Les ateliers, enfin, sont à distinguer de structures plus classiques telles que les maisons de production. Ils se caractérisent par le relativement jeune âge de leurs auteurs (étudiants ou non), dont on pourrait espérer qu’une certaine fraîcheur et spontanéité les mène à développer un discours original sur notamment la sexualité – du moins si, dans le cas d’ateliers d’école de réalisation, l’institution ne s’y oppose pas. Ensuite, le contexte non-commercial des ateliers, de par leur subsidiation par les pouvoirs publics, laisse également espérer une plus grande liberté dans le choix du sujet comme de son traitement, ce qui est intéressant pour le thème de la sexualité, toujours entaché d’un certain tabou. À titre d’exemple, on peut y opposer un film tel que « Pornography »[5] (Eric Ledune, 2016). Issu d’une coproduction franco-belge[6] et réalisé par un auteur dans la quarantaine, le film développe un discours à la fois nourri de références externes (la théoricienne du cinéma américaine Linda Williams, précurseure en quelque sorte des recherches universitaires sur la pornographie dans les années 1990), peu élaboré et finalement assez convenu – toutes les conditions étaient donc réunies pour qu’il se retrouve gratifié d’un Magritte en 2017.

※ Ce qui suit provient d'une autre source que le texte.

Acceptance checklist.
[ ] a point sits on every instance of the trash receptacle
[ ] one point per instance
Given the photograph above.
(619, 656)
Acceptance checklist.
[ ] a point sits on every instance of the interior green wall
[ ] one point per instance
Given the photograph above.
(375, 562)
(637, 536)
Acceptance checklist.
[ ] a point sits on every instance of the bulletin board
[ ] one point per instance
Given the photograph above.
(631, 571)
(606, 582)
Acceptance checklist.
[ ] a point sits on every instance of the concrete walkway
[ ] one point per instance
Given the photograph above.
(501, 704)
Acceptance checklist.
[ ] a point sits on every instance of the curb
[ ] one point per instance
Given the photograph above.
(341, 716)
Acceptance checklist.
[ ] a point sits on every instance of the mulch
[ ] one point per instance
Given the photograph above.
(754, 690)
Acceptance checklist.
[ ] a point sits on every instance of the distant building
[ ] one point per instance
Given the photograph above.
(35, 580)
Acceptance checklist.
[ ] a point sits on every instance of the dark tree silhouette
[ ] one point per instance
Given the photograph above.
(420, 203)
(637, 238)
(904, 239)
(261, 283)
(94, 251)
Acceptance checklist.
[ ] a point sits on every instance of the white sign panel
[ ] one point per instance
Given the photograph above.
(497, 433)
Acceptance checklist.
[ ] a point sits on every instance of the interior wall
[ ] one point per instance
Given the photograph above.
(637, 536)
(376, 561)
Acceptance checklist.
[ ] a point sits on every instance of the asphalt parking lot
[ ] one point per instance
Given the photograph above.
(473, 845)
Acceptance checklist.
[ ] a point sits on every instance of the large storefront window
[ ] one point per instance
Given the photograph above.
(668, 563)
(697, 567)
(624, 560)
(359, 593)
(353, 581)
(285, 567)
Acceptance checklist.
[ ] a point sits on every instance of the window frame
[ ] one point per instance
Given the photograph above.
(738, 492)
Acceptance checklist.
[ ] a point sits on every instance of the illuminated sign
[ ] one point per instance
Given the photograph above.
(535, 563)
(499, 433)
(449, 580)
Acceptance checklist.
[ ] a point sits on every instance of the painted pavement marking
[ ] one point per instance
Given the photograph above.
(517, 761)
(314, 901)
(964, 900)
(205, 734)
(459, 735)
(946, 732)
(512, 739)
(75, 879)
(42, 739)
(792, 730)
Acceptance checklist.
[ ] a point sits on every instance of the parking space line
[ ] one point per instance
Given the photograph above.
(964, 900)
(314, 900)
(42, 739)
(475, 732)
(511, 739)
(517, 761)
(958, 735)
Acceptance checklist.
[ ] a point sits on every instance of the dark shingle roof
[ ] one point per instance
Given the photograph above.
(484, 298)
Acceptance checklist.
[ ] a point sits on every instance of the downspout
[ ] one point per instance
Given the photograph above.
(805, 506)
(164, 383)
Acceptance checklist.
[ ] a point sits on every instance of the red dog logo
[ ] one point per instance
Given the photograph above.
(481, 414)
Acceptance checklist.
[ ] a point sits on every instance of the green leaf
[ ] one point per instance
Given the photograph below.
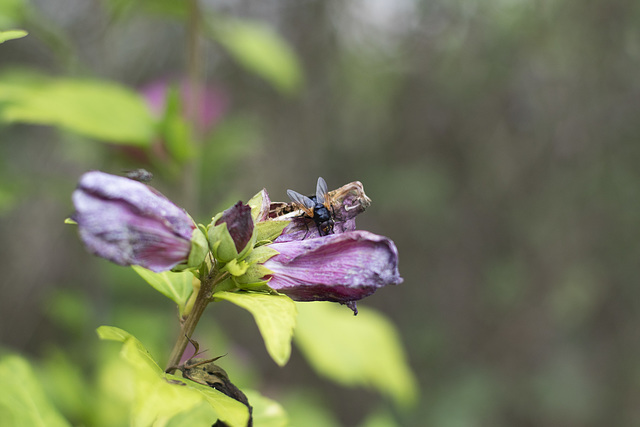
(266, 412)
(275, 316)
(22, 400)
(256, 203)
(355, 351)
(160, 396)
(260, 50)
(175, 129)
(176, 286)
(235, 267)
(269, 230)
(11, 35)
(94, 108)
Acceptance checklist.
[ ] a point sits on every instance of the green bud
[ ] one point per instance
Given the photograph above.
(199, 249)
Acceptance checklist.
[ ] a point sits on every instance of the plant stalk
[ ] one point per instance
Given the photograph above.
(189, 325)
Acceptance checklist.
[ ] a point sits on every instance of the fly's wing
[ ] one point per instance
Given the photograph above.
(321, 190)
(305, 203)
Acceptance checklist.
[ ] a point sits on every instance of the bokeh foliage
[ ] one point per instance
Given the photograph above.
(497, 139)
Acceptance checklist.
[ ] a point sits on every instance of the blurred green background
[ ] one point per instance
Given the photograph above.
(498, 140)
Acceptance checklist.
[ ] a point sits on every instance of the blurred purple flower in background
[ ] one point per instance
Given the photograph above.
(129, 223)
(212, 103)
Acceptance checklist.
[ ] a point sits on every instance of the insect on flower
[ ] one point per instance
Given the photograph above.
(319, 207)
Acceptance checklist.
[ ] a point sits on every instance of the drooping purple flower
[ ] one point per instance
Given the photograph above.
(342, 267)
(239, 224)
(130, 223)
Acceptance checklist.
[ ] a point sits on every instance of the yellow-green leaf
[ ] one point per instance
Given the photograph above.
(363, 350)
(159, 396)
(94, 108)
(22, 400)
(11, 35)
(261, 50)
(176, 286)
(275, 316)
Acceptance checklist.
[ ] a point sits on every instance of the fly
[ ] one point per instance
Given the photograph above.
(319, 207)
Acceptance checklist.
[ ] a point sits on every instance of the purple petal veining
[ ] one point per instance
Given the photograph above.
(340, 267)
(129, 223)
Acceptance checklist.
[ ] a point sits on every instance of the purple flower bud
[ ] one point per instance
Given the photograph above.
(239, 224)
(342, 267)
(129, 223)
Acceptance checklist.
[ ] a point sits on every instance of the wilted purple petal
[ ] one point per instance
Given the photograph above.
(239, 224)
(340, 267)
(129, 223)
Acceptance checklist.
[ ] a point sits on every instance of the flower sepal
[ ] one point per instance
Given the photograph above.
(198, 253)
(231, 234)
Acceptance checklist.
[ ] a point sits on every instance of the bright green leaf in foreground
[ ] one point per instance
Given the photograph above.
(11, 35)
(363, 350)
(266, 412)
(94, 108)
(260, 50)
(275, 316)
(176, 286)
(156, 399)
(22, 400)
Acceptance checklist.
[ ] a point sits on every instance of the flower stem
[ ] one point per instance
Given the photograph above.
(189, 325)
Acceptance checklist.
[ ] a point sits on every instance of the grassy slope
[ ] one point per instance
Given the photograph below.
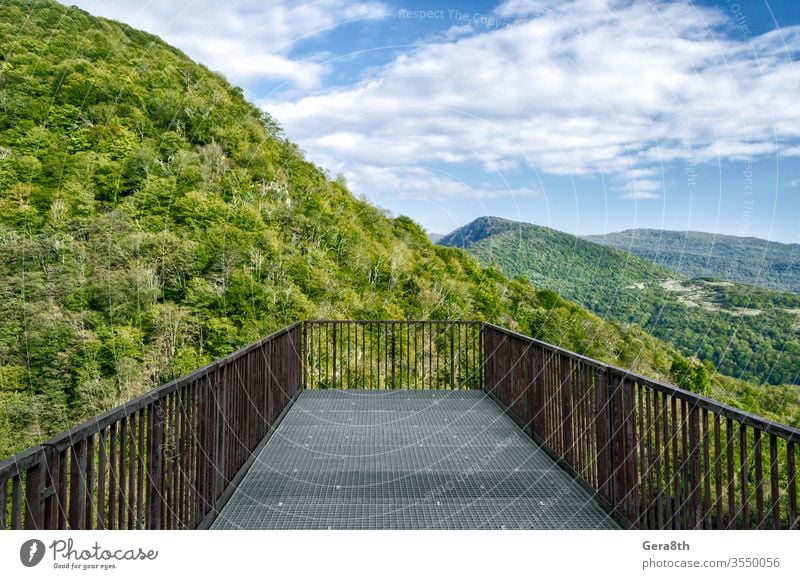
(152, 220)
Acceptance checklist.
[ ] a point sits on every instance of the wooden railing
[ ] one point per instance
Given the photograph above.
(165, 460)
(656, 456)
(393, 354)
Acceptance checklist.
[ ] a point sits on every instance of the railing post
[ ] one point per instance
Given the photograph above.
(333, 348)
(618, 450)
(34, 494)
(566, 409)
(602, 430)
(695, 513)
(155, 465)
(77, 486)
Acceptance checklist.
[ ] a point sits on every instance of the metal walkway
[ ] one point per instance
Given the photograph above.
(403, 459)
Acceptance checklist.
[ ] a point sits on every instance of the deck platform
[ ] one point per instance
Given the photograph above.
(405, 459)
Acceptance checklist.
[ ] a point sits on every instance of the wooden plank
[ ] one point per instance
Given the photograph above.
(3, 503)
(111, 522)
(668, 501)
(773, 479)
(102, 468)
(77, 486)
(744, 476)
(768, 426)
(90, 482)
(602, 437)
(34, 496)
(731, 479)
(141, 472)
(618, 454)
(694, 519)
(632, 490)
(61, 491)
(677, 468)
(658, 417)
(567, 412)
(759, 467)
(687, 515)
(122, 506)
(155, 468)
(791, 475)
(718, 471)
(706, 471)
(133, 466)
(16, 502)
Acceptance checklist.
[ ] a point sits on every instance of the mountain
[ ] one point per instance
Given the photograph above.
(152, 220)
(555, 260)
(744, 331)
(695, 254)
(435, 237)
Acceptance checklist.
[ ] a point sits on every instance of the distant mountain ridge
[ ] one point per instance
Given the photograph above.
(743, 330)
(747, 260)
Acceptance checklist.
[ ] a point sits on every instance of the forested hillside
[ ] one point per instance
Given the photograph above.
(152, 220)
(744, 331)
(746, 260)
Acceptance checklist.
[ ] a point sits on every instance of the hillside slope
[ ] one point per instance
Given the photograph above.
(744, 331)
(152, 220)
(746, 260)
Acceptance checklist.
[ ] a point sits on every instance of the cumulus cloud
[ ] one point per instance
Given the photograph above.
(247, 40)
(620, 88)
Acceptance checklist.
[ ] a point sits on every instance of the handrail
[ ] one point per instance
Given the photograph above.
(790, 433)
(165, 459)
(654, 455)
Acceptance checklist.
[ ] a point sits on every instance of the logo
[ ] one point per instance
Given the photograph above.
(31, 553)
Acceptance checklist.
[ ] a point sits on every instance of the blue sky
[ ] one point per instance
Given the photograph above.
(584, 115)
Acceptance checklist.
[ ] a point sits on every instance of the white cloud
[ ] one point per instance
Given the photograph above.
(613, 87)
(248, 40)
(579, 87)
(401, 182)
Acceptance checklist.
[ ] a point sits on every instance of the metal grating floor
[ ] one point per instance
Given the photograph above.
(404, 459)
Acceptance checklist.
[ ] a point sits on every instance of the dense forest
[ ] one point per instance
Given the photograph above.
(152, 220)
(747, 260)
(743, 331)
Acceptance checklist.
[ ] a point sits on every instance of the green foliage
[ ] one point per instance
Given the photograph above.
(746, 260)
(744, 331)
(152, 220)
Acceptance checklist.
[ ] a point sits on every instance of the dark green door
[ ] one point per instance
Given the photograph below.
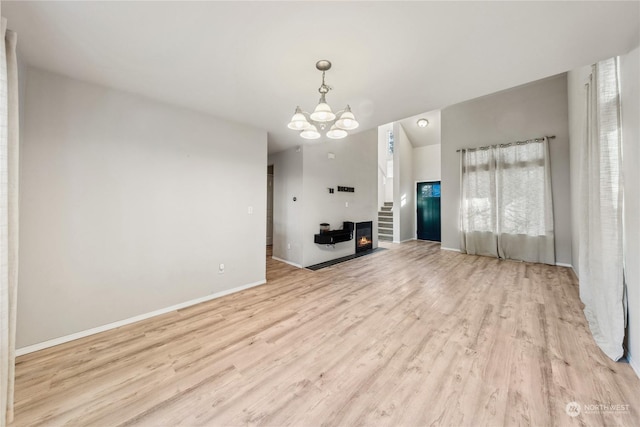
(428, 217)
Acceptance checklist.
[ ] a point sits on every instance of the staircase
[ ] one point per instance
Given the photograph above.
(385, 222)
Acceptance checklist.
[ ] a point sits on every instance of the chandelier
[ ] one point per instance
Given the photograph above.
(322, 117)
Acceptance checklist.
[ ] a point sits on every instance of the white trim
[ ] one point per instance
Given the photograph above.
(287, 262)
(562, 264)
(61, 340)
(634, 365)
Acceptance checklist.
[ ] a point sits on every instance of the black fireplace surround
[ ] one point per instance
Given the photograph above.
(364, 236)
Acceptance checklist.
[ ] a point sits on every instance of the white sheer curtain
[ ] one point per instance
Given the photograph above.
(601, 270)
(525, 207)
(506, 208)
(8, 218)
(477, 205)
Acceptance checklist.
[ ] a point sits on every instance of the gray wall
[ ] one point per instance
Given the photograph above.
(306, 173)
(287, 213)
(355, 165)
(129, 205)
(532, 110)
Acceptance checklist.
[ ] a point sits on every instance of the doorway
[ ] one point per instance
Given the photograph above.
(428, 211)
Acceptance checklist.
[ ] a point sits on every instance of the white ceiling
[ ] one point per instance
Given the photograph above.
(253, 62)
(418, 136)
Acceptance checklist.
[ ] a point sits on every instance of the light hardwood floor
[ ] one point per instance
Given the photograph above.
(411, 335)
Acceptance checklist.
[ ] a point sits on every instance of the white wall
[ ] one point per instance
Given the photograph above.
(630, 76)
(129, 205)
(576, 95)
(404, 215)
(532, 110)
(287, 213)
(354, 165)
(426, 163)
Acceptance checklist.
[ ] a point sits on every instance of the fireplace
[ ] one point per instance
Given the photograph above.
(364, 236)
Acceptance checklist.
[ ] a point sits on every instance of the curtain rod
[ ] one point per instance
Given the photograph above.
(507, 144)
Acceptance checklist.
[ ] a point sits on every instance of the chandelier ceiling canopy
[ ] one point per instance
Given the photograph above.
(310, 124)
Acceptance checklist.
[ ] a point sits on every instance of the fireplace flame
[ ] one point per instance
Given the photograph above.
(364, 241)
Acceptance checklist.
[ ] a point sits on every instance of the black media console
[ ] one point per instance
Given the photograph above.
(335, 236)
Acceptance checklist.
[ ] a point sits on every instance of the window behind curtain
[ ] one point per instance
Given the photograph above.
(506, 208)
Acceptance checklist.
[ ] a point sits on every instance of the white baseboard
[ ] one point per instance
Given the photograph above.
(286, 262)
(634, 365)
(562, 264)
(109, 326)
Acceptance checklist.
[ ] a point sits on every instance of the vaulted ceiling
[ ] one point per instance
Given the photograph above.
(253, 62)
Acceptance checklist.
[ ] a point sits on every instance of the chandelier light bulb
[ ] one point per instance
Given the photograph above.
(347, 121)
(323, 113)
(322, 116)
(298, 121)
(310, 133)
(336, 133)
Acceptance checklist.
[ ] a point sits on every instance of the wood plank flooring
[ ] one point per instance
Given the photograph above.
(410, 336)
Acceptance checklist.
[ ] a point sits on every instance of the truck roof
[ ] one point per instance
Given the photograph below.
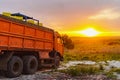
(26, 23)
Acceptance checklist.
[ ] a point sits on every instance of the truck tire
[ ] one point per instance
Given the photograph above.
(30, 64)
(57, 61)
(14, 67)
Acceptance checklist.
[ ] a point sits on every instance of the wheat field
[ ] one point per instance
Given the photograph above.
(94, 48)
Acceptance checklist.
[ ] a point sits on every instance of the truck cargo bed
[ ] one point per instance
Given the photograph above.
(16, 34)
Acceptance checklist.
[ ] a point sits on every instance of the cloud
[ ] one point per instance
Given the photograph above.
(106, 14)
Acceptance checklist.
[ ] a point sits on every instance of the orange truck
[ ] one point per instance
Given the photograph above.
(25, 47)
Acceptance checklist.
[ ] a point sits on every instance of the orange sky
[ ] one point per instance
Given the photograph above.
(71, 16)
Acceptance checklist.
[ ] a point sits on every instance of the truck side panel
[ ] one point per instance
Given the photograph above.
(15, 35)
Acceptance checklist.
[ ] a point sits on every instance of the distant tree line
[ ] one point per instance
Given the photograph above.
(68, 43)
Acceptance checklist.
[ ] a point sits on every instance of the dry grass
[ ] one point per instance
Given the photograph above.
(96, 49)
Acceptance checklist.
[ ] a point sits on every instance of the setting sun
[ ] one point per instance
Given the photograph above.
(90, 32)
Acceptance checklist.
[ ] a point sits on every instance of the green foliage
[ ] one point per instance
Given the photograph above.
(68, 43)
(81, 70)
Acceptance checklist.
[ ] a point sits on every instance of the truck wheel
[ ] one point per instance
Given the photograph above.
(30, 64)
(14, 67)
(57, 62)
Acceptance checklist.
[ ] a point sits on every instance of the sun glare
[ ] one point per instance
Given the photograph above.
(90, 32)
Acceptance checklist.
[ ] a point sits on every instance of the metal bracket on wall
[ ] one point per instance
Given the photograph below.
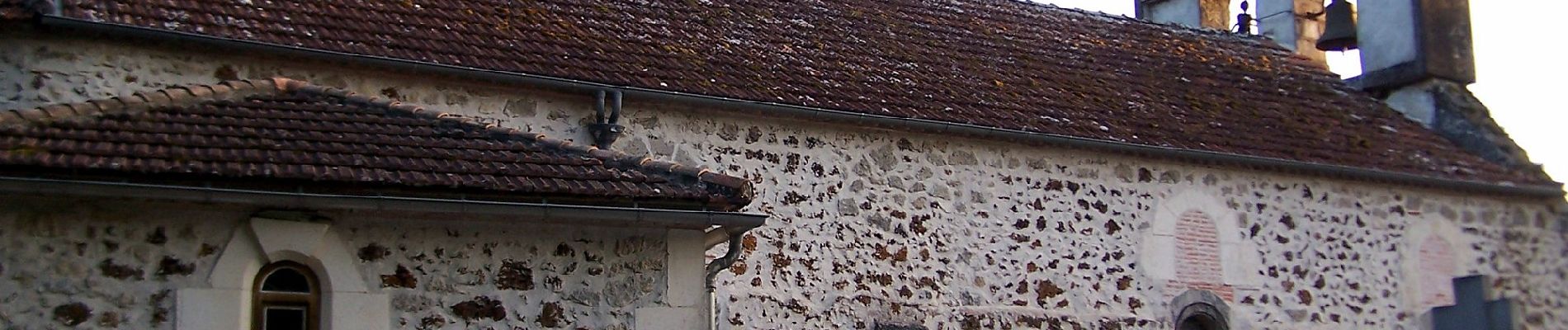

Les ateliers produisant de l’animation sont au nombre de quatre : trois « indépendants », Zorobabel, Camera-etc. et Graphoui, ainsi qu’un lié à une école d’animation, La Cambre[7]. Un rapide parcours des listes reprenant les films qui y sont produits permet de repérer un certain nombre d’exemples récents qui mettent en avant une thématique sexuelle : « Caniche » (Noémie Marsily & Carl Goossens, 2010, Zorobabel), « Maintenant il faut grandir » (Bruno Tondeur, 2012, La Cambre), « Poils » (Delphine Hermans, 2013, coproduit par Camera-etc. et Graphoui), « Deep Space » (Bruno Tondeur, 2014, La Cambre), « La chair » (William Henne & Louise Lemoine, 2014, Zorobabel), « Toutes nuancées » (Chloé Alliez, 2015, La Cambre) ou encore « 69 Secondes » (Laura Nicolas, 2016, La Cambre).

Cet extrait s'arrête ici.